La búsqueda del origen del lenguaje está presentada aquí bajo el intento de determinar la nación más antigua del mundo.
El supuesto era que la manifestación primera de la capacidad individual para el lenguaje mostraría cual había sido la primera lengua humana y por tanto qué nación era la más antigua.
El criterio lingüístico aplicado es el de significación referencial.
Etnocentrismo de los pueblos y sobre cómo el poder pretende utilizar el conocimiento. La convicción de que el hebreo había sido la primera lengua de la humanidad era generalizada entre los autores judíos y cristianos.
En los tiempos de la emergencia de los estados-nación europeos, alguno de los idiomas nacionales mereció para sus entusiastas cultivadores, para aduladores de los poderes políticos particulares o para investigadores exclusivistas, el rango de lengua originaria.
La lengua sagrada. El hebreo como lengua originaria tenía como aval la Biblia: era considerada la lengua con la que Dios se dirigió a Adán. En segundo lugar, la lengua sagrada es la lengua del ritual, que da sentido y trascendencia a las ceremonias (la lengua litúrgica cristiana fue mas bien identificada como arameo, tras la obra de Bernardo de Rossi). En tercer lugar, es lengua mágica, dotada del poder de transformar a personas y cosas (Cábala).
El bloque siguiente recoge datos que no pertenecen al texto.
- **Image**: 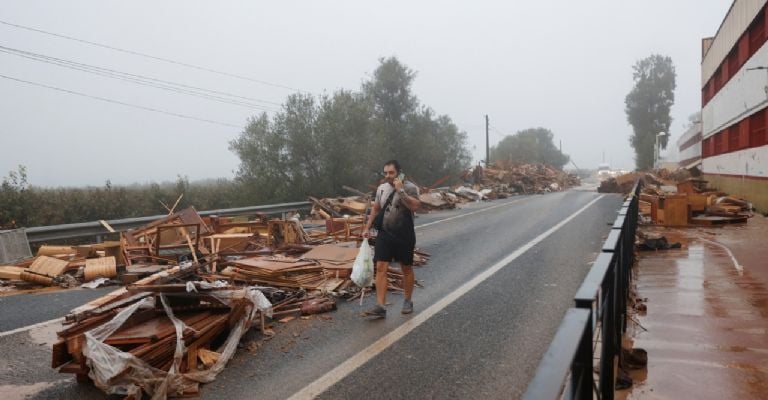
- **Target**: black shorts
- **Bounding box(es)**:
[373,230,416,265]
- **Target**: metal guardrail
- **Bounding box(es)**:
[523,181,642,400]
[26,201,311,243]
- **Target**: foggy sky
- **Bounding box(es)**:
[0,0,731,186]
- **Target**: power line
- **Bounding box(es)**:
[0,74,242,128]
[0,20,310,93]
[0,46,280,111]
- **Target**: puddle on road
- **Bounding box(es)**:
[617,216,768,400]
[0,379,68,400]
El hebreo fue empleado como lengua de invocaciones y conjuros de magos y curanderos. La sacralidad tiene otras connotaciones: inmutabilidad, que implica entre otras cosas, la ilicitud de los cambios que se pudieran proponer, lo que conlleva además su inoperancia. Intraducibilidad.
La lengua perfecta. La lengua originaria como lengua perfecta es una cualidad en parte derivada del origen sagrado, pero aparentemente racionalizada en términos lingüísticos.
  1. Identificación entre las unidades distinguibles de escritura (letras) y las de sonido (fonemas) y cuya reproducción, separabilidad y combinación la configuran como un conjunto de técnicas de modo que contribuyen decisivamente a concebir la lengua como un sistema de conocimiento, primero especializado y luego generalizado.
  2. Lengua normativa, de modo que en tanto que instrumento de la comunicación está sometido a reglas estrictas y cuyo aprendizaje debe ser intencionado y programado.
  3. Distintos grados de excelencia, de modo que por cultivo o por don se alcanzan con ella obras susceptibles de ser evaluadas por criterios estéticos que en las tradiciones occidentales reciben el nombre de literatura. Determinante ideológico: ayuda a comprender el trasfondo de ciertos conflictos.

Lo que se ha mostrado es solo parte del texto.